Welche Schritte musstest du gehen und welche Ungewissheiten haben dich auf dem Weg dabei begleitet?

Während der Promotion fing ich auf Twitter und Facebook an, Persönlichkeiten der Enterprise 2.0 Community zu folgen und einen Blog zu schreiben, in dem ich Themen meiner Dissertation diskutierte.

Als ich meine Arbeit an der Uni einreichte, bewarb ich mich bei Firmen, indem ich ein Video bzgl. Jobsuche aufnahm. Dieses Video teilte ich auf meinen Blog, auf Social Media und bat um Weiterleitung. Insgesamt meldeten sich sechs Firmen. Letztlich einigte ich mich mit meinem jetzigen Arbeitgeber – das war vor sechs Jahren.

Das Gehalt sollte beim Übergang von der Wissenschaft in die Wirtschaft eine nachgelagerte Rolle spielen.

Was sind drei Tipps, die du unseren Forschenden mit auf den Weg geben möchtest?

1 Sei Dir deiner Fähigkeiten bewusst.
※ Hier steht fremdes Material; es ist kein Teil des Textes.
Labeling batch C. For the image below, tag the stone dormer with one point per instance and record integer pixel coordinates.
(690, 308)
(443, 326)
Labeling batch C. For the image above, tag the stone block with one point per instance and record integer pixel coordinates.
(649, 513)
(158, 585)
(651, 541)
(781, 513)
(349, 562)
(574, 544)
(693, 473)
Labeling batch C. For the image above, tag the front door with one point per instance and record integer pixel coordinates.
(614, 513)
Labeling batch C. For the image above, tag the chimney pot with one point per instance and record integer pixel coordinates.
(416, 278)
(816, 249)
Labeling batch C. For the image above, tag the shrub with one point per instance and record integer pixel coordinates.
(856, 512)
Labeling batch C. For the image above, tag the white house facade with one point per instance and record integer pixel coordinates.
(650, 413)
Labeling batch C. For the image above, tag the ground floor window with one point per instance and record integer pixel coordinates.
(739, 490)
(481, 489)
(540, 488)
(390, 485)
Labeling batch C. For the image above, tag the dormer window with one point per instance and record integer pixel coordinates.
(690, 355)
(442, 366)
Viele unterschätzen, was sie können und verkaufen sich deshalb relativ schlecht. Wenn Du weißt, was Du einbringen kannst, dann findest Du auch einen guten Job, der Dich ausfüllt und Dir Freude bereitet.
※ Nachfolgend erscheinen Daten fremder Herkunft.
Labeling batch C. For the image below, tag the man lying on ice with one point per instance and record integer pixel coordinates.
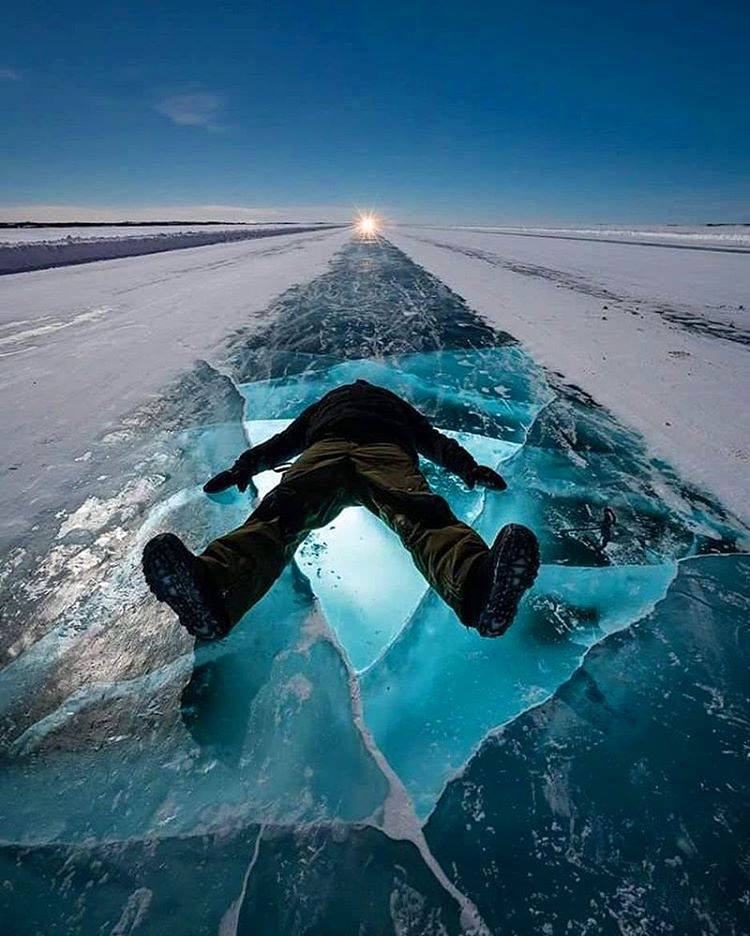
(359, 445)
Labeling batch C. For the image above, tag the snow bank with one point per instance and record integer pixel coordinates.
(23, 254)
(658, 336)
(722, 237)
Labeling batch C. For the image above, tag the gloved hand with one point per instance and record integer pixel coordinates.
(240, 474)
(486, 477)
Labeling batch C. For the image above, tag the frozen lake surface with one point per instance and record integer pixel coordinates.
(350, 759)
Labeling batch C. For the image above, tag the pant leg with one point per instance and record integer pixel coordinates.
(246, 562)
(450, 555)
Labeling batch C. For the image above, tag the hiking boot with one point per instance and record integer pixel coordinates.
(175, 576)
(514, 563)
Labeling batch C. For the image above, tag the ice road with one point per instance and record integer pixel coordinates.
(350, 759)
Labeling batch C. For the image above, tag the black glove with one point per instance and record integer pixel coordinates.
(240, 474)
(486, 477)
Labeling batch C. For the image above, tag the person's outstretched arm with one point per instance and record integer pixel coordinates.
(453, 457)
(274, 451)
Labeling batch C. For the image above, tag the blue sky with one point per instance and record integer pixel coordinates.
(494, 112)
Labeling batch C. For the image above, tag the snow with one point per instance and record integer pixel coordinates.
(702, 236)
(659, 336)
(349, 737)
(26, 250)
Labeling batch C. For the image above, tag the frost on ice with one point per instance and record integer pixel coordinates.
(225, 785)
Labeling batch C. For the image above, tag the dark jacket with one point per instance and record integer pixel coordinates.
(361, 412)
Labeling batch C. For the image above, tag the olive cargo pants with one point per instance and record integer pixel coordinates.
(328, 476)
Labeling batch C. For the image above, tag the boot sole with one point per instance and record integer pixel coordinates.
(168, 567)
(516, 567)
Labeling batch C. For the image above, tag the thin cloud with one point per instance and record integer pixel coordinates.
(199, 109)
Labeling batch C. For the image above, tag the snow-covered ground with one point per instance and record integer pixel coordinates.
(659, 336)
(81, 346)
(27, 249)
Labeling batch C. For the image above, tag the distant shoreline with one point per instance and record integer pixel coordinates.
(5, 225)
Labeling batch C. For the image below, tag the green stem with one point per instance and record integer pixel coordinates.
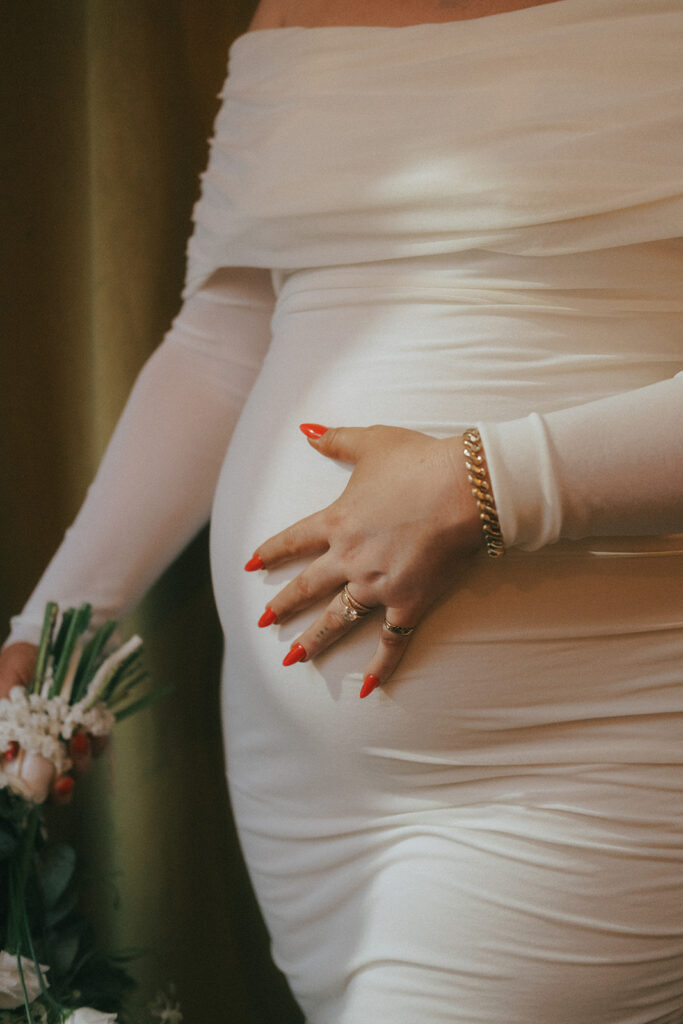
(77, 625)
(44, 648)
2 Promovierende sind Exoten für Personaler oder Geschäftsführende. Sie wissen oft nicht, wie sie Promovierende, z.B. vom Gehalt her, einschätzen sollen. Deshalb mein Rat: Das Gehalt sollte beim Übergang von der Wissenschaft in die Wirtschaft eine nachgelagerte Rolle spielen. In der Wirtschaft angekommen, kannst Du deine Stärken einbringen und so Deinen Mehrwert aufzeigen. Wenn dies gelingt, dann steigt auch das Gehalt.

3 Einige Wissenschaftler*in, die ich kenne, neigen zum Perfektionismus. Alles muss bis ins Detail durchdacht werden, bevor gehandelt wird. In der Wirtschaft ist es gut, das Ganze im Blick zu behalten. Noch wichtiger ist es, Ergebnisse zu produzieren, auch wenn diese manchmal nur zu 80% dem eigenen Anspruch genügen.

 

Wenn du ein Parallelleben führen könntest, wie würde deine alternative Karriere aussehen?

Diese Frage hört sich ein wenig nach »Wo sehen Sie sich in 5 Jahren?« an. Ich glaube, dass solche Fragen unglücklich machen. Wichtiger ist, sich eine Aufgabe zu suchen, die einem meistens Spaß macht. Wenn dies der Fall ist, dann bin ich auch gut in dem, was ich jeden Tag mache. Außerdem: Immer offen für Neues und lernwillig sein!